This won‘t be too long a story as I have an elderly lady’s immersion heater to fix but I think it is too important to suffer significant delay especially after yesterday’s pessimism. I hope you will agree.

When Mick Barnbrook and I held our Fothergill conference last Tuesday we found that some of the people there had worked with Councillor Fothergill over several years, some had been friends in happier times.

I was told that during that period Councillor Maxine Fothergill said she was going to do a very good deal on a bungalow in Barnehurst and was in celebratory mood. Maxine said the bungalow was in the ABC Roads and I did not have a clue what that meant. Nor did my informer when first told of them.

However it seems it is Bexley Council jargon for Appledore Avenue, Beechcroft Avenue, Castleton Avenue, Downbank Avenue and Edendale Road in Barnehurst which run parallel to each other. An informer drove there looking for bungalows and found, wrongly as it happens, that all the bungalows were in Beechcroft Avenue. That is where the story that the house I was looking for was in Beechcroft must have came from.

Those in the property business spent quite a lot of money on Land Registry searches of Beechcroft Avenue and got nowhere. As you read yesterday, I was getting nowhere too but with a quarter million pound cheque in dispute, some well heeled people in the housing trade thought it worth the expensive approach.

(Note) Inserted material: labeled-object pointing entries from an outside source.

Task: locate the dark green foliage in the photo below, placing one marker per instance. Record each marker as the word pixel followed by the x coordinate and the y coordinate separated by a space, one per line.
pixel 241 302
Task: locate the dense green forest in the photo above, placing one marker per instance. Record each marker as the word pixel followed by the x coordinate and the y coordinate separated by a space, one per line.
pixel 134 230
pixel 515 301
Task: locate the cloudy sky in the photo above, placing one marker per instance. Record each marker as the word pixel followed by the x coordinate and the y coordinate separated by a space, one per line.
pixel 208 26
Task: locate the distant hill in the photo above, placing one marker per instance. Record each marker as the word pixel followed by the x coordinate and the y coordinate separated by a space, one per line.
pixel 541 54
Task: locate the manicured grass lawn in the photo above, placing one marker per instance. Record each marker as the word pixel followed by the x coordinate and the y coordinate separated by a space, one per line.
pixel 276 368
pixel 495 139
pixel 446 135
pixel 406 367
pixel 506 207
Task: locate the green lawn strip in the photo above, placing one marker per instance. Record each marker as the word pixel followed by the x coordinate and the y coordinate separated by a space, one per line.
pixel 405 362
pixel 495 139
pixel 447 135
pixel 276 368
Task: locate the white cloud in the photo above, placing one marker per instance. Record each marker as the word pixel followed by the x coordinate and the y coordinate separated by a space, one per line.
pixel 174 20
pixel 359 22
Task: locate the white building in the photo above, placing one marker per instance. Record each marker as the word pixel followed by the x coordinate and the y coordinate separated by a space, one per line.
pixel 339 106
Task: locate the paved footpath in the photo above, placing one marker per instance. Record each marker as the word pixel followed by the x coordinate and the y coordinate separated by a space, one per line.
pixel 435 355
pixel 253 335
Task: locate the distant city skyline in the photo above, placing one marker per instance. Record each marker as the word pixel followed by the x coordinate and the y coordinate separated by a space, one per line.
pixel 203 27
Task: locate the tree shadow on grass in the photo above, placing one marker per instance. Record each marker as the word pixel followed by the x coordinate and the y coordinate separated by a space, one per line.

That is a systematic search of Land Registry records of all the ABC Roads and hang the expense.


BungalowIt should have taken a long time but by an enormous stroke of luck the principal searcher attacked the problem from the back end of the alphabet, E for Edendale and soon came across the bungalow pictured here.

The present owner’s name matches a council officer’s about whom there were hints last year. A knock on some neighbouring doors seeking the name and whereabouts of the previous owner may well have reaped its rewards but with property professionals on side there are more sophisticated methods.

These people know their way around the trade websites and are only too ready to spring into action. Very quickly the whole ownership history since before the second world war flowed into my Inbox together with the prices paid and when. Whoever said the old lady’s name was either Enid or Edna was right, in fact given the middle initial they could be right on both counts.

The only pieces missing from the jigsaw now are the identity of the complainant and why Bexley regards the transaction as misconduct conferring a financial advantage and I totally fail to see how the current owner and council employee can be at fault. Bexley Council must think otherwise.

To look further into the Misconduct verdict some estate agent valuations of the home in question and the surrounding properties may be required. I don’t know any estate agents but I know a man who does.

I’m not sure how one would go about tracking down the complainant as I can’t see any obvious clues but the amateur sleuths will be having a field day while I do battle with an immersion heater.

If more good info shows up you will be the first to know, although I was hoping that the weekend might provide an opportunity for a rest.